First, in the “Session Settings” window, the checkboxes for “gld uncoalesced” and “gst uncoalesced” are disabled, and I can’t find any way to make them be enabled. Is this a feature that hasn’t been implemented yet, or is there some way I can get it to count uncoalesced reads and writes?
Second, what is the meaning of the “cta launched” value? The manual gives the completely unhelpful definition, “Number of CTAs launched on the PM TPC.” Since the CUDA programming guide makes no mention of what a “CTA” or “TPC” is, I have no idea what this means.
Those counters are not active on G200 based GPUs. NVIDIA still hasn’t updated them to work. I would guess that the profiler has detected that you are on a G200 GPU and has deactivated them, though I’m not positive on that one.
This is just a different lingo that the graphics and really low level hardware guys use.
CTA = block
TPC = texture processing cluster (group of two or three multiprocessors)
PM = performance measured??? I don’t know on this one
Basically, ignoring the lingo only one multiprocessor has the performance counters. So, if you launch 1000 blocks and your calculation load is pretty even: cta_launched should average out around 1000/30. It really isn’t that useful of a counter unless you want to calculate a standard deviation or something and see how poorly your load is balanced among blocks.
Thanks! I also have access to another computer with an 8800M running Windows XP, so I can do my profiling on that computer if necessary.
So I just installed the Cuda Profiler on that computer and tried it out. Sure enough, those checkboxes are enabled. But when I actually run my program, the only columns that appear in the output are Method, GPU Time, CPU Time, and Occupancy. That’s it. I’ve checked every check box there is to check in the Session Settings window, but none of the other values are actually getting reported. What am I missing?
Odd. You should be at least getting something. Check the status window at the bottom. For any column that is reported as all 0’s, the profiler removes it from the main window display and prints something like "column ‘local load’ having all zero values is hidden.
Unless you kernel reads/writes nothing from/to global mem, there has to at least be something non-zero in some of the counters.
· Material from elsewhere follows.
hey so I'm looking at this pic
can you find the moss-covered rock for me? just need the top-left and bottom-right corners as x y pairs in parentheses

Open the session settings and double check that all the boxes are checked before clicking play. I just opened the profiler to test on my system and loaded a previous project. The session settings had gone back to the default for just GPU time CPU time and occupancy.
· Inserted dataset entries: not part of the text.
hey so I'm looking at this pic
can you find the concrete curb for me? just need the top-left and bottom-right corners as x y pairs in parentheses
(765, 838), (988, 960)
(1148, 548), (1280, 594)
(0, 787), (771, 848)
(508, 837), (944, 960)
Open session settings and check all the checkboxes.
Click OK.
Bring up session settings again and verify that all the checkboxes are still checked.
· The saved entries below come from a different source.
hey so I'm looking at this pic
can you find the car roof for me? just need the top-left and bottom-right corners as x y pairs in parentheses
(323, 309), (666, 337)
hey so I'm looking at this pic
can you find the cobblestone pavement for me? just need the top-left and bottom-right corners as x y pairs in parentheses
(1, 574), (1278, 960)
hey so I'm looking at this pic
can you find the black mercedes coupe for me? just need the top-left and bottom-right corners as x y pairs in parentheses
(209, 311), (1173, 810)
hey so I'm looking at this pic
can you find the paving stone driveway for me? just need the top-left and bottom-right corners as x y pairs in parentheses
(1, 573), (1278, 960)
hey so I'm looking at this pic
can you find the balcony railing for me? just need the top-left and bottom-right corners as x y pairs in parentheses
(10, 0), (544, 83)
Click Start. It runs and produces only the four columns I mentioned.
Bring up session settings yet again. None of the checkboxes are checked anymore.
Curiously, if I click OK and then start it from the main window, rather than clicking Start in Session Settings, the checkboxes do not get cleared. But it still only produces those columns.
Well, I’m about out of ideas. The only thing I’ve got left is: your app isn’t muti-GPU perchance? The v1.0 profiler would get data parsing errors on applications that opened up more than one GPU context. Maybe they “fixed” the problem in 1.1 by turning off all the counters if this is detected.
No, just one GPU in that machine and the app only uses one. And profiling the same application under Linux works fine (except that I don’t get counts for uncoalesced loads and stores).
Oh well, thanks for your help. It’s becoming clear to me that CUDA still isn’t as mature as one might like. :(
Actually the profiler is one of those things that is working quite well.
Does your program run more than once or only one time?
When selecting all counters your program should run 3 times to profile all off them. It might be that you have your maximum runtime too low and the profiler quits after that maximum time. Then it will only have data from that first run.
It runs three times. Each run takes only about five seconds, and all of them complete successfully. I have the maximum execution time set at 30 seconds.
It really seems like the other statistics just aren’t being generated. Maybe it’s just a coincidence, but it does seem striking that the only four columns that appear are the ones that you get in a profile log by setting CUDA_PROFILE=1. Are there different mechanisms used to generate different statistics? It seems like only one of those mechanisms is working.